Breast cancer is the most common cancer among women, and through that, trust, transparency and human judgement remain central to care. Due to this, the challenge is not simply whether AI can outperform professionals and clinicians in certain tasks, but rather if it can be safely and responsibly embedded within the healthcare system without undermining the fundamental principles of medical ethics. This article examines the balance between innovation and responsibility by exploring four key areas: ethical guidelines, data privacy, responsibility and accessibility. All these domains highlight the promise and paradox of AI in oncology and radiology, allowing a chance to enhance patient outcomes while also demanding careful safeguards to preserve medical ethics.
1. Ethical Guidelines
Artificial intelligence (AI) promises improved breast cancer detection and management, but must be implemented under clear ethical principles and regulations to ensure patient safety, autonomy and trust. In the UK, where the NHS is working to integrate AI into breast cancer services, guidance must not only meet national standards but also reflect global principles to ensure fair and responsible use (Kyle & Streetling, 2025). To achieve this, four key areas need attention: grounding AI in ethical pillars, establishing mandates for adoption, regulating human-machine roles and setting conditions for when AI should be recommended.

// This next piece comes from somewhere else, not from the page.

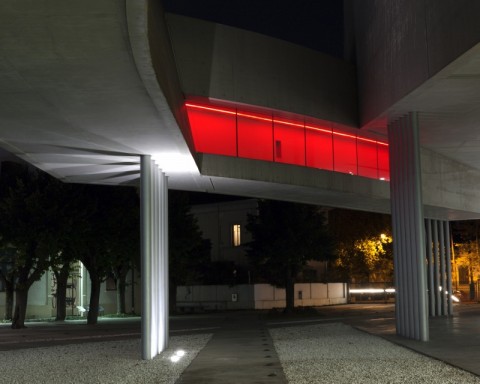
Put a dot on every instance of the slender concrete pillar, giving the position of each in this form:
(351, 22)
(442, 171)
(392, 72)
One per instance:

1.1 Grounding AI in the Ethical Pillars of Medicine and Cancer Care
Leading frameworks stress that AI systems should keep ethics and human rights as the main consideration of their design and use (Pathology Innovation, 2025). For example, the WHO’s 2021 guidance for AI in health defines six core principles: protecting human autonomy and promoting well-being and safety, transparency, accountability, inclusiveness and equity, and sustainability (Pathology Innovation, 2025; Abujaber & Nashwan, 2024). These principles align with the classic medical ethics, which are respect for autonomy, beneficence, non-maleficence and justice (Abujaber & Nashwan, 2024). For instance, respecting patient autonomy means informing patients on how their data is being used by AI (Varkey, 2021). This resembles the ethical considerations of an oncologist, ensuring AI algorithms are designed and used under the same guidelines as a doctor to maximise patient benefit while minimising harm, reflecting the medical aim of detecting cancer early while avoiding unnecessary anxiety through false positive results (Varkey, 2021; Taylor-Phillips et al., 2022).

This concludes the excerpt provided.